- The Washington Times - Wednesday, December 26, 2012

Growing up as the son of a Marine, Matt Hendricks heard about the value of living in a free country from his father, Doug. The Washington Capitals forward listened and believed it.

But it wasn’t until this month that it sunk in, when Hendricks spent a week visiting troops in Bahrain, Kyrgyzstan, Afghanistan and Germany as part of a USO Tour. Talking about the less-than-stellar living conditions with Sgt. Major Bryan B. Battaglia, Hendricks got the point.

“He just looked at me, and he said, ‘This shows you that freedom isn’t free. There’s a price to it.’” Hendricks recalled. “It’s hard to understand that.
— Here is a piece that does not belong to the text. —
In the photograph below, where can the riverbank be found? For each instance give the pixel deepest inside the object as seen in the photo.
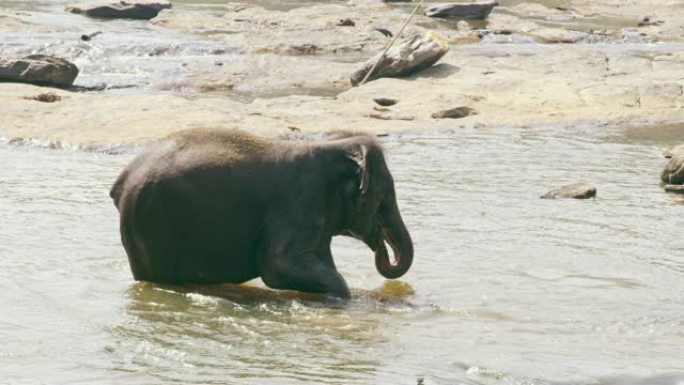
(511, 72)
You see stuff on CNN and video on the Internet and pictures and things like that, but it doesn’t do it any respect until you’re actually there and witnessing it firsthand to see how incredible it is.”

Hendricks witnessed plenty during his weeklong trip alongside Washington Nationals pitchers Ross Detwiler and Craig Stammen, Chairman of the Joint Chiefs of Staff Gen. Martin Dempsey, singer Kellie Pickler and comedian Iliza Shlesinger. They landed on and took off from an aircraft carrier and flew in Black Hawk helicopters.

“We got to do a lot of things that you could cross off your bucket list,” Stammen said, “and then you also got to do a lot of things you felt like were a good service to the people overseas who can’t be home for Christmas.”

That struck a chord for Hendricks, even as an athlete who goes on road trips and has to be away from his wife, Kim, and young children, Gunner and Lennon, for long periods of time.

Getting to spend more time at home is a silver lining of the NHL lockout. Still, Kim Hendricks encouraged her husband to go on this trip, even though it meant going away just before the holidays.

“She thought it would be, obviously, a great opportunity and a life-changing opportunity,” Hendricks said. “And she wants our kids to look back on this trip and learn from it, see the importance in doing things like this.”

The Hendricks family is based in Minnesota, and Kim was the one who reached out to Defending the Blue Line, an organization that helps military families. It was through Defending the Blue Line that Matt Hendricks was asked to go on the USO Tour.

Naturally, one of his first calls was to his father.

“Like anybody does when you’re looking for guidance, you seek the person that’s given it to you throughout your life, and for me that was my dad. When this opportunity came, I asked him his take on it,” Hendricks said. “He said, ‘Other than raising your family, this might be one of the most important, life-changing things you can do.’”

As professional athletes, Hendricks, Detwiler and Stammen are used to signing autographs, but the ones they signed for military men and women meant more. They sat after USO shows for hours, signing for those in line.

“Just being able to talk to them, to shake everybody’s hand and say thank you and try to pump up the troops, we had a number of people come up to us and tell us how much that meant,” Detwiler said. “I don’t picture myself as a celebrity at all. … I felt like it was me just going over there saying thank you, but they were telling us, ‘You don’t know what it means to these guys to bring a little piece of America over here.’ It kind of rejuvenates them.”

Hendricks talked to an Army solider from Minnesota. Detwiler saw Mark Hankes, who he played summer baseball with during high school in St. Louis, and someone who had his mother as a teacher. Stammen ran into David Moss, who recognized the pitcher from a baseball camp he worked at in Ohio.

Moss was hospitalized at Landstuhl Regional Medical Center in Germany.